Simple queuing system?
There's a standard batch
command that does more or less what you're after. More precisely, batch
executes the jobs when the system load is not too high, one at a time (so it doesn't do any parallelization). The batch
command is part of the at
package.
echo 'command1 --foo=bar' | batch
echo 'command2 "$(wibble)"' | batch
at -q b -l # on many OSes, a slightly shorter synonym is: atq -q b
at -q b -r 1234 # Unschedule a pending task (atq gives the task ID)

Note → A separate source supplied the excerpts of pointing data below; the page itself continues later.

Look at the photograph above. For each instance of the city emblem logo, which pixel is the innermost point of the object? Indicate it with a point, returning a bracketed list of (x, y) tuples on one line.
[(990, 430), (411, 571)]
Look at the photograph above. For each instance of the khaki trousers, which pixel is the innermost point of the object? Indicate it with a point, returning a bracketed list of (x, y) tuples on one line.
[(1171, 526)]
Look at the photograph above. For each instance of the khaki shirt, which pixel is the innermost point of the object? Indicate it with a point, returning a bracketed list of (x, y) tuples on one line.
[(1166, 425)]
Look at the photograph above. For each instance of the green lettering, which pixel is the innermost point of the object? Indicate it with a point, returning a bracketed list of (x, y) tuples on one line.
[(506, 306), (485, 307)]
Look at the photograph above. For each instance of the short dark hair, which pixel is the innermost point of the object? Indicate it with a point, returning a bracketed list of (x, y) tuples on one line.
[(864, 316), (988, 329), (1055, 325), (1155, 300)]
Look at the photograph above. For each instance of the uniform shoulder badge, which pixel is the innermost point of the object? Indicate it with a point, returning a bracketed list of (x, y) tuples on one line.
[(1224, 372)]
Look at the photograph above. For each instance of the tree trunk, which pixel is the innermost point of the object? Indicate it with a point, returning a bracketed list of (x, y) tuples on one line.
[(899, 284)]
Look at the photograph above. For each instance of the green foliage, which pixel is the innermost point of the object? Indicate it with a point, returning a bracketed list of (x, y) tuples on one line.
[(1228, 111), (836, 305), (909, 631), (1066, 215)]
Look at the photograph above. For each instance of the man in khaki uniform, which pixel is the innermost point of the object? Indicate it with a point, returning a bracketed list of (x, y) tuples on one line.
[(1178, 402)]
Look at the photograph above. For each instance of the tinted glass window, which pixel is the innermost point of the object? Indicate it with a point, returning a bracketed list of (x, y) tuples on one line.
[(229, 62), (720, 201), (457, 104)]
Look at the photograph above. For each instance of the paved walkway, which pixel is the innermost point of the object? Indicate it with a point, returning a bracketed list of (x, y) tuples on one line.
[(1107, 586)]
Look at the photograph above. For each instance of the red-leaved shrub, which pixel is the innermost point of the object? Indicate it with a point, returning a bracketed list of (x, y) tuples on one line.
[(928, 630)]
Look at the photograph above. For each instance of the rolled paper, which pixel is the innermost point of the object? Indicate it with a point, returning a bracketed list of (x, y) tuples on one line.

Another solution is to use lpd
, and create a custom "print driver" that runs your jobs. A friend helped me work this out when I had a similar request. Make a script like this, and put it in /tmp/batch.sh
:
#!/bin/bash
TMPFILE=$(mktemp /tmp/XXXX)
exec <"$6"
cat - > $TMPFILE
chmod a+x $TMPFILE
$TMPFILE
rm -f $TMPFILE
Then run:
lpadmin -p batch1 -E -P /tmp/batch.sh
That starts a queue, and you can create more by using other names instead of batch1. Add a job with:
lp -d batch1 /path/to/jobscript
Manage jobs with lpq
, lprm
, and lpstat
. If you want more flexibility with passing arguments to your jobs, you can make the batch.sh script fancier.
(I tried batch
before going down this route, but either it doesn't work as a queue on OSX, or I was using it wrong.)
There are lots of queuing systems, but the are frequently very specialized.
You might look into the at
scheduler. It's like cron
in some ways but it is setup more like a queue for one time jobs than for repeat jobs. It can "schedule" things on criteria other than time, such as system load or sequence of jobs.
Your favorite distro will almost certainly have packages for it.